My Life As A Halloweener – Part 1
The Madness Begins…
Hi-dee-ho, readerinos! Since my autobiography seemed to be a mediocre hit at best, I’ve decided to force some more down your crummy little throats! But my last venture had some stuff in it that I didn’t particularly like. Seriousness. Downright depressing crap that would make me cry if I were a pansy.
So, in honor of the greatest month in history, I’m going to take you on a journey through my many, many Halloweens spent on this wonderful world. I must warn you, some of this stuff is extremely graphic. So if you object to anything remotely fun, I suggest you get a sense of humor and read on!
It all started with my first Halloween at the ripe old age of four. Return of the Jedi had just come out, and Ewoks were all the rage. As with most children that age, I started my masquerading under a stupid plastic mask, and those elaborately-themed garbage bags that they’d shove into a bag, slap a label on, and sell at JC Penney.
That thing smelled like crap. I hated it. The thing I hated even more was the fact that my next door neighbor Brandon had to copy me and be a dumb-ass Ewok too. I was Wicket, he was some dumb grey Ewok.
So the day started with me running around the house naked (as usual), refusing to wear anything but my Halloween costume. After a few totally uncalled for spankings, I was relegated to wearing my dorky-ass striped shirt, and some brown corduroy pants that chafed the hell out of my pee-pee.

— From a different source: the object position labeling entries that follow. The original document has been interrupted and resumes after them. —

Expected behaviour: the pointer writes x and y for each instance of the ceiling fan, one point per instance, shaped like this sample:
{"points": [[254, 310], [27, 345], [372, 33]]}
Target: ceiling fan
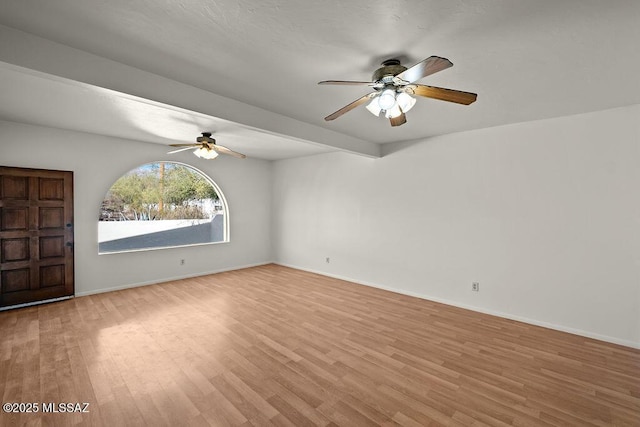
{"points": [[394, 85], [206, 148]]}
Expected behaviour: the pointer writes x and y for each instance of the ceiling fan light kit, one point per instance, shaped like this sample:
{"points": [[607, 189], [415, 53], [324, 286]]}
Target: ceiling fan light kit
{"points": [[206, 148], [205, 153], [394, 86]]}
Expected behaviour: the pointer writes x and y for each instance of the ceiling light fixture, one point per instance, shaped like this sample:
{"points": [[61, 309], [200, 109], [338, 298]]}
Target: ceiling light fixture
{"points": [[373, 107], [387, 99], [206, 153]]}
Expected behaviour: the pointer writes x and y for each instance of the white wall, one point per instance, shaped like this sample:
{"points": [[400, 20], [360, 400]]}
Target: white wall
{"points": [[545, 215], [98, 161]]}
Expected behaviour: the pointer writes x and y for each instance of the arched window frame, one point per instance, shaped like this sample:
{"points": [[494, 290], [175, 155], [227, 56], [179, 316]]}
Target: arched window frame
{"points": [[218, 190]]}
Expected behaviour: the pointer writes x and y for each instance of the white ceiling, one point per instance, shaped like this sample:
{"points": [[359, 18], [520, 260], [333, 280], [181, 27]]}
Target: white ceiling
{"points": [[527, 60]]}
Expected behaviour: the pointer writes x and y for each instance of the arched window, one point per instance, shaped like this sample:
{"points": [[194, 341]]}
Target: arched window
{"points": [[161, 205]]}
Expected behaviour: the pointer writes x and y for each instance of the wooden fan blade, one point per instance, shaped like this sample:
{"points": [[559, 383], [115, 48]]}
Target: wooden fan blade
{"points": [[442, 94], [225, 150], [351, 106], [344, 82], [431, 65], [397, 121], [181, 149]]}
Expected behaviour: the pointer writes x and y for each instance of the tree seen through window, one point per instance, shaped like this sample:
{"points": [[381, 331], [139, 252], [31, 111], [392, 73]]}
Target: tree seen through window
{"points": [[160, 204]]}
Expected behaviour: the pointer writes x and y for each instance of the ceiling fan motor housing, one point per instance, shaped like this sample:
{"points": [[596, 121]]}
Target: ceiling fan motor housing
{"points": [[390, 68]]}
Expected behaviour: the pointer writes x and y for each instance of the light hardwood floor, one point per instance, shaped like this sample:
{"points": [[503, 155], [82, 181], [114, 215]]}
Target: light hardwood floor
{"points": [[276, 346]]}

Now that I was running around fully clothed, my mom though this was the perfect time to go to the pumpkin patch to get our pumpkins. Not only was it NOT perfect due to the lack of any decently huge pumpkins, but we had to drag Brandon with us because his parents didn’t love him. Poor bastard. He did nothing but cry about how we wouldn’t let him ride the freakin’ pony ride over and over again. A kid without priorities. It made me sick.
So, my mom bought him a pumpkin. We get home, and my mom hands us those dumb little pumpkin carving kits that they give to little kids that’ve tried to commit suicide. Where’s the real knife? I can’t carve with this crap!

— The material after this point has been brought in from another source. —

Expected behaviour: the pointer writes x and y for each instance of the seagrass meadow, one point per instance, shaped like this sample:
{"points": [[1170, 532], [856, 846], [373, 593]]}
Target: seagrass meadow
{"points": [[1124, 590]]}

Well, Brandon managed to totally obliterate his pumpkin. So he starts cutting on mine while I wasn’t looking. At that point in time, I would have killed to have had a real knife. Never, ever, EVER mess with another man’s pumpkins! I ended up knocking him off his chair and into the refrigerator. I got sent to my room, and he got some chocolate milk, and got to watch He-Man. I was pissed.
So, nighttime comes, and we head out to do our trick or treating. He did nothing but whine the whole time because the little porker kept eating his candy. He thought it would be best that I share my loot. HELL NO! The Ewok hit the fan, and I smacked him in the face, which cracked his mask. He threw a temper tantrum that got his ass a one-way ticket home. I was happy.

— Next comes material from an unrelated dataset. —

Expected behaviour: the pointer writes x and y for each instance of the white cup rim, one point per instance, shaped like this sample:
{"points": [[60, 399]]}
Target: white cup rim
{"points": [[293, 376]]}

My following years were much better, mainly because Brandon moved. I was so relieved to be rid of that little snot. But I was getting old enough to venture out on my own.
I don’t know if any of you remember the old show Alien Nation, but it was all popular in 1988. So, I did what any self-respecting Sci-Fi freak would have done: shaved my head, and glued on a bald cap with red spots on it. Finish off the look with a Levi Jacket and matching Levi pants, and I was set. All the other kids at school were princesses or robots. I was a freakin’ alien! Woo!
On that day, we had a special assembly where everyone got to show off their costumes, and compete for the stupidest little pumpkin I ever saw. I ended up winning in my class, and moved on to competing with all of the third graders. I got my ass handed to my by some dumb chick dressed as a freakin’ Indian. I WAS AN ALIEN, DAMMIT! You see, I had made a fatal mistake in my costume. The guys on that show were cops. I forgot to bring my gun to school. One minor detail lost me the retarded pumpkin. Argh!
It took me almost a year to get over that judging disgrace. But I had an awesome plan this year. I was going to use an entire tube of my mom’s face-peel stuff, some oatmeal, face paint, and other crap to be the grossest pile of a monster I could be. Unfortunately, after a 20 minute bus ride to school, the face peel crap started to fall off, taking all the face paint and oatmeal with it. So now I had but a few spots of blood and peeling skin to run with. My costume now became a guy who had some horrible shaving accident. I didn’t even win my class. Stupid robots. So unoriginal.
So yeah, the guy that always smelled like pee won for his store-bought robot costume. I was pissed yet again. But I never got the chance to come back for a victory, because I had moved.